From 2012 to 2019 its fleet grew from 17 to 33 ships, valued at $1.2 billion, the most valuable of any dry bulk shipper headquartered in the United States. It ordered the construction of 10 bulk cargo vessels in 2017 and 2018, the majority from Japanese shipyards.

In 2019, Foremost received an "eco-friendly" post-Panamax bulk carrier built by Japanese Oshima Shipyards in Nagasaki Prefecture and financed by the First Commercial Bank of Taiwan.

In 2022, Foremost ordered two additional "eco-friendly" 185,000-dwt capesize bulk carriers from Japan’s Namura Shipbuilding capable of carrying multiple bulk cargoes such as iron ore and bauxite. The ships are anticipated to comply with EEDI “phase III” requirements for reduced emissions and increased efficiency.

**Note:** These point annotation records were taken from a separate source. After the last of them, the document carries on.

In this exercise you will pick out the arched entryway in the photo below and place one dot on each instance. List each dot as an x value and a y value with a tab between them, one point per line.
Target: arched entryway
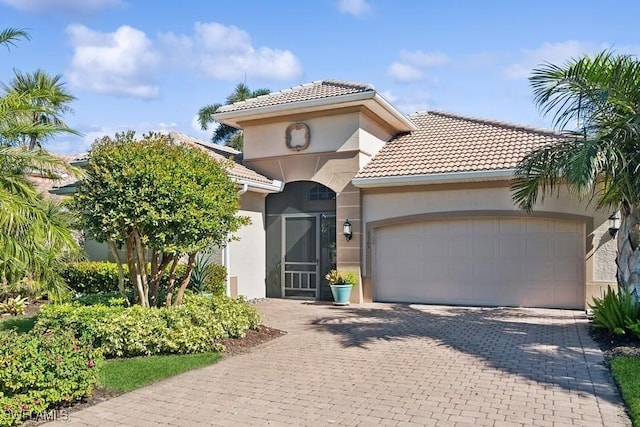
301	241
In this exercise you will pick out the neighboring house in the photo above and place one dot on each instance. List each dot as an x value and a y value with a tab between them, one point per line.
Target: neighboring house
427	197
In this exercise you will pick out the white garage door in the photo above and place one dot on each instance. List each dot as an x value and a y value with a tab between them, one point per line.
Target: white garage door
502	261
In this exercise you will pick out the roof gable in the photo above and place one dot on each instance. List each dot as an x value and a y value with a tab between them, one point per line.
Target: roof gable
305	92
447	144
221	153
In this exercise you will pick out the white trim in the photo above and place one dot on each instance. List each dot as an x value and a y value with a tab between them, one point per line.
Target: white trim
433	178
261	187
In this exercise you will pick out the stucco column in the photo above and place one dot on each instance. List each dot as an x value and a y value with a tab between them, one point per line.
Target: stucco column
349	253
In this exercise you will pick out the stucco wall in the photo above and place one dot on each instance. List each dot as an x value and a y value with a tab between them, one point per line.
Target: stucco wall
389	204
247	255
329	133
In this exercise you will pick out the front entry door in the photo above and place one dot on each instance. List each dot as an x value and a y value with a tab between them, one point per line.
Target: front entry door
300	263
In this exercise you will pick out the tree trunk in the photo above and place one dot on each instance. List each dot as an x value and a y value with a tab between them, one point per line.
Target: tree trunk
116	255
156	273
172	280
33	142
140	253
628	258
134	273
187	278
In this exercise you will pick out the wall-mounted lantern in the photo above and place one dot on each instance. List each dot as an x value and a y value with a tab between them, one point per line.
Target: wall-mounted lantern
614	224
346	230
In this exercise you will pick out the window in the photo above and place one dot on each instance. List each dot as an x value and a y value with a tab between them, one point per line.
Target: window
320	192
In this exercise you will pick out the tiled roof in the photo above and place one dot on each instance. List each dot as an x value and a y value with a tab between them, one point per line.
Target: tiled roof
305	92
446	143
220	152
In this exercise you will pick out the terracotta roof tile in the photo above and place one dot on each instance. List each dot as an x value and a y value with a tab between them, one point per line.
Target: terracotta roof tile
220	152
305	92
446	143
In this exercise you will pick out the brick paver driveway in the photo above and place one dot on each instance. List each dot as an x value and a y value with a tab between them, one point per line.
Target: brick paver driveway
391	365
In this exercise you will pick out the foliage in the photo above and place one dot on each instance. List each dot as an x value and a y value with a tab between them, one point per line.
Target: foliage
194	327
155	197
615	311
626	371
34	233
38	371
14	306
599	97
21	324
125	375
337	277
9	36
44	110
229	135
96	277
208	277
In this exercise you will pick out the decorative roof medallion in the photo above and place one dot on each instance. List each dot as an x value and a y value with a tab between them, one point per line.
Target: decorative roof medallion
297	136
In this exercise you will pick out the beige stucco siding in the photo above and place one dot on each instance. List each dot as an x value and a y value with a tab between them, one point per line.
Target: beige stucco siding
247	254
327	134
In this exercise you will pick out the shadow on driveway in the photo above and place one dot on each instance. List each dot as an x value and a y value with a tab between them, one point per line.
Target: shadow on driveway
545	346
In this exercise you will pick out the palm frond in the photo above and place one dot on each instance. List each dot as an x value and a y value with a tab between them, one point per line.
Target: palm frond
9	36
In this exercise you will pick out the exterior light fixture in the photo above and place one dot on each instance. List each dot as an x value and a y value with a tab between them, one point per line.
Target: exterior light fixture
614	224
346	230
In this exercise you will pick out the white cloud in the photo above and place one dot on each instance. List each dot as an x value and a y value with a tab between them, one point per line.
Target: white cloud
63	6
411	65
80	144
119	63
226	53
409	104
419	58
405	72
555	53
357	8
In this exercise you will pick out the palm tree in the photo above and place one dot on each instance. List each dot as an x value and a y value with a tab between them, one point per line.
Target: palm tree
9	36
227	134
34	234
53	99
599	97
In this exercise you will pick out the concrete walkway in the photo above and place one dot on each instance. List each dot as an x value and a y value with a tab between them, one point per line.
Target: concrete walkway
405	365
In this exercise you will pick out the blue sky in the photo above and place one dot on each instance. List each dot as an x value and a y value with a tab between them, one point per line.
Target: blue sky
150	65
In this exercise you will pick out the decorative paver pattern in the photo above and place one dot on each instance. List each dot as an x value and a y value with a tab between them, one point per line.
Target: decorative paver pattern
390	364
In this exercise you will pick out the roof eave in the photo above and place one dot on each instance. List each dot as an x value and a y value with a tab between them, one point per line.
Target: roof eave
274	186
434	178
370	99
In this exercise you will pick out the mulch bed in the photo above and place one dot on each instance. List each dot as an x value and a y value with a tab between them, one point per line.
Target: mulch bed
615	345
233	347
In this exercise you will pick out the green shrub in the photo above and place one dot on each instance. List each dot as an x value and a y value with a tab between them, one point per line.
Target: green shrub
208	277
216	279
14	306
615	311
40	370
196	326
100	277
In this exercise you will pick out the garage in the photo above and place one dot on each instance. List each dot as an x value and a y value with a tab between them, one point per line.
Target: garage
487	261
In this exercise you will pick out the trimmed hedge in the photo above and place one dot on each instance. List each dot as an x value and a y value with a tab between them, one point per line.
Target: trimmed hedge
196	326
98	277
40	370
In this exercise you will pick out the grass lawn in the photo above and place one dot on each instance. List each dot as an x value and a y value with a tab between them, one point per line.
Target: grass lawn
20	324
129	374
626	371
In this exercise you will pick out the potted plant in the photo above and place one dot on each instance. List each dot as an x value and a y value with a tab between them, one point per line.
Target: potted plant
341	284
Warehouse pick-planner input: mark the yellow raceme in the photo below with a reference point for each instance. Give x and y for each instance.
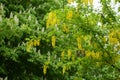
(62, 54)
(52, 19)
(69, 53)
(69, 15)
(93, 54)
(64, 69)
(53, 41)
(86, 2)
(65, 28)
(32, 43)
(79, 43)
(45, 69)
(70, 1)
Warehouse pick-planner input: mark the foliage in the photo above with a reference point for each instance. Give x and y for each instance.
(40, 40)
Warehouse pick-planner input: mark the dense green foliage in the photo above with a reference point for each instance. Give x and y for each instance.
(51, 40)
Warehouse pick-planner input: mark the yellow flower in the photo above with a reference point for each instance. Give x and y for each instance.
(69, 15)
(52, 19)
(79, 43)
(113, 40)
(62, 54)
(69, 53)
(88, 54)
(97, 54)
(91, 2)
(45, 69)
(73, 58)
(29, 45)
(34, 42)
(65, 28)
(70, 1)
(37, 42)
(64, 69)
(53, 41)
(28, 48)
(85, 2)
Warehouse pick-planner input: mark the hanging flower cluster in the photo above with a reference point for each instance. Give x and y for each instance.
(53, 41)
(86, 2)
(94, 55)
(69, 53)
(69, 15)
(52, 19)
(65, 28)
(79, 43)
(70, 1)
(114, 37)
(31, 44)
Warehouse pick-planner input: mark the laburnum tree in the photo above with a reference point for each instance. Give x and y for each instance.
(59, 40)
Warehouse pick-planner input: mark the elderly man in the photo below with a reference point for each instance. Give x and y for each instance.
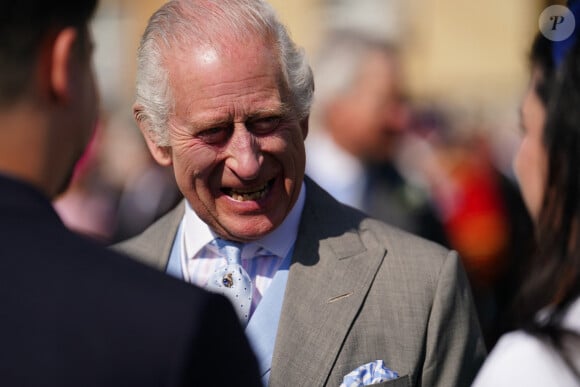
(358, 121)
(74, 313)
(328, 294)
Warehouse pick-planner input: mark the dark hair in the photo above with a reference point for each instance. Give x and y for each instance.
(23, 26)
(553, 279)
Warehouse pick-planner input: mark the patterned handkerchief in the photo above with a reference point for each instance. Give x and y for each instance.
(368, 374)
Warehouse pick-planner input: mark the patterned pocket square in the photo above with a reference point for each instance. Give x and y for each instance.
(368, 374)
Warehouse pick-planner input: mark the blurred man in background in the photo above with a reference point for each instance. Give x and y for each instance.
(360, 116)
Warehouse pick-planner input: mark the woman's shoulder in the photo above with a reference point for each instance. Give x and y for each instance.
(520, 359)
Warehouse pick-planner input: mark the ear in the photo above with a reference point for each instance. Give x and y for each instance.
(61, 71)
(161, 154)
(304, 126)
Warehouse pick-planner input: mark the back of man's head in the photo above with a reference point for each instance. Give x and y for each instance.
(24, 24)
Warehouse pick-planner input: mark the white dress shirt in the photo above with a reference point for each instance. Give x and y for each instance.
(520, 359)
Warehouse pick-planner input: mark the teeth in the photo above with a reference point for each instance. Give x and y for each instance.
(245, 195)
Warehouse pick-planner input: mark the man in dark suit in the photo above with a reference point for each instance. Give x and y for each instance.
(73, 313)
(223, 96)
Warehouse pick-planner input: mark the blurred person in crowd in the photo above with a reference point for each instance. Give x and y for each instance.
(481, 209)
(360, 115)
(328, 294)
(74, 313)
(546, 350)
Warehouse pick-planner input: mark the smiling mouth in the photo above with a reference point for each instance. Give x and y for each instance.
(247, 194)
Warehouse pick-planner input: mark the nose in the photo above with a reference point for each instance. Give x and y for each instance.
(244, 156)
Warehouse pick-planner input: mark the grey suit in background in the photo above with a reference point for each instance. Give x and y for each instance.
(358, 291)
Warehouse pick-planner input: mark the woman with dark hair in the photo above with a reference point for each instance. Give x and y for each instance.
(546, 350)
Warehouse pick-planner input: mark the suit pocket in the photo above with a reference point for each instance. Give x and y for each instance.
(402, 381)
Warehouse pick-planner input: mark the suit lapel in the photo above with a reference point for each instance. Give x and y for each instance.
(153, 246)
(330, 275)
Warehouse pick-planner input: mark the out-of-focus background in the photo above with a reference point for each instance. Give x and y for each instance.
(464, 69)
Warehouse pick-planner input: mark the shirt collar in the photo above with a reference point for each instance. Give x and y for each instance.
(279, 242)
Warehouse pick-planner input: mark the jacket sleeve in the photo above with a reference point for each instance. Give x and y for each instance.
(455, 349)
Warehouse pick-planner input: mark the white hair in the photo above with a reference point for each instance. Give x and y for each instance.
(181, 23)
(340, 61)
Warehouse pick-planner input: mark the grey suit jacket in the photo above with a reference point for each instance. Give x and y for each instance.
(358, 291)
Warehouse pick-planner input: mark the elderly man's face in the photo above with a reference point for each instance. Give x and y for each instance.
(236, 147)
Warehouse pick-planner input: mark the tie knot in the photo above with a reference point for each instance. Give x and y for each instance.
(232, 251)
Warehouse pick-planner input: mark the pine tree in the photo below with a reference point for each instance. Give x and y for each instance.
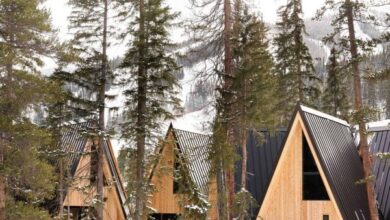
(149, 66)
(298, 81)
(349, 12)
(26, 178)
(335, 99)
(255, 88)
(89, 23)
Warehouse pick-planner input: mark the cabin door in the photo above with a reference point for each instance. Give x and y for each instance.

Some sources report the vessels will initially serve Foremost’s long-term contract with Japanese shipper NYK Line.

Controversies
Based in part on Foremost's Pacific-Rim trade, President Trump referred to James Chao's daughter, Elaine Chao, using a racist slur and labelled the Taiwan-born U.S. citizen as a "China lover." The slur was immediately condemned by political and community leaders and civil rights groups including the CEO of the Anti-Defamation League.

The company has come under scrutiny due to perceived conflicts of interest involving Elaine Chao – daughter of its founders and sister of its current CEO – and her husband then-Senate Majority Leader Mitch McConnell. Additional attention has related to Elaine Chao's role as Secretary of Transportation – which regulated U.S.-registered cargo vessels – during the administration of President Donald Trump.